E, em sinal de gratidão para com Deus, mandou levantar o bonito santuário de onde me apresto a sair, não sem antes me sentar para uma derradeira contemplação às pinturas e à constante inquietação de algumas das doze irmãs, cuidando dos espaços ajardinados.

- É uma vida dura e de muitas provações, admite Victoria Petrescu à despedida.

Os vales do silêncio

Na Roménia é fácil andar à boleia, se bem que alguns dos carros que se detêm fazem serviço de táxi e exigem, sendo um transporte público mas clandestino, uma pequena remuneração. Não foi, em momento algum, o meu caso e, em pouco tempo, percorri a distância (pouco mais de três dezenas de quilómetros) que separam Voronet de Moldovita. O verde domina a paisagem, casas, cada uma com o seu poço, e árvores trepam o dorso das encostas, um grupo de irmãs lança à terra lavrada as sementes sob um sol radioso. No mosteiro, com uma igreja ao centro com frescos em que a tonalidade dominante é o amarelo e rodeada por fortificações e torres, reina a tranquilidade. Apenas um casal de romenos e um idoso se passeiam, a esta hora, pelo santuário que também abriga um pequeno museu e onde se pode ver o trono original do filho de Stefan cel Mare, Petru Rares, o fundador. Caminho ao encontro do padre Leontie Loluta (um dos três que vivem em Moldovita, além de 34 freiras) e por ali erro, na sua companhia, escutando com atenção como, pausadamente, descreve a sua rotina diária, desde o despertar, pouco depois das quatro da manhã, até ao recolhimento, por volta das dez da noite.

- Com 13 ou 14 anos já queria ser padre. Nunca foi uma imposição dos meus pais. Gosto deste lugar, dos pequenos trabalhos que se fazem, do tempo de oração, de observar a fé e o respeito de todos os que o visitam, sejam romenos, espanhóis, italianos ou alemães.

No mosteiro de Moldovita, localizado na pacata aldeia de Vatra Moldovi?ei, o mural que mais atrai os fiéis e turistas é aquele que representa o Cerco de Constantinopla, em 626 d.C., com a particularidade de os persas estarem vestidos de turcos e, contrariando a verdade histórica, apresentando os bizantinos ortodoxos como vencedores e os muçulmanos como derrotados.

A tarde avança, a estrada, como uma serpente, vai subindo em curvas pronunciadas até chegar aos 1100 metros acima do nível das águas do mar; ao fundo, avisto pela última vez Moldovita com as suas paredes e um vale pintado de verde onde apetece demorar o olhar.

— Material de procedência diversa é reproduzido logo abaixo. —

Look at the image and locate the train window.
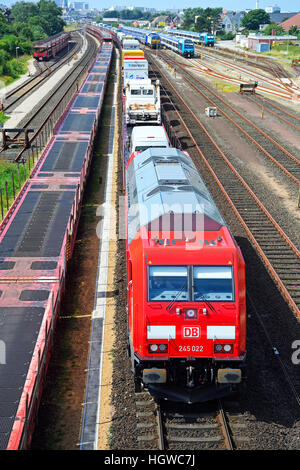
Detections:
[193,266,234,302]
[148,266,188,302]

Não tarda, estou em Sucevi?a, também situado num vale montanhoso, com um mosteiro que, pelas suas dimensões e pelas suas paredes impenetráveis, dando-lhe uma aparência de fortaleza, produz um impacto imediato no viajante. Um trilho bordejado de árvores dos dois lados dá acesso ao interior do recinto fortificado (o maior dos mosteiros de Bucovina) e no centro recorta-se uma igreja levantada entre 1582 e 1601 (a última de 22 a ser pintada, a única que não foi mandada construir por Stefan cel Mare ou a sua família e inscrita na lista da UNESCO apenas em 2010), praticamente toda ela coberta de frescos — na verdade, é, entre todas elas, a que conta com o maior número de pinturas, sendo a mais relevante a Escada da Virtude, que conduz ao paraíso. Estranhamente, não por culpa de uma escada mas de um andaime que caiu, a parede ocidental encontra-se despida; reza a lenda que, vítima da queda, o artista morreu e os seus contemporâneos, com medo, recusaram-se a pintar.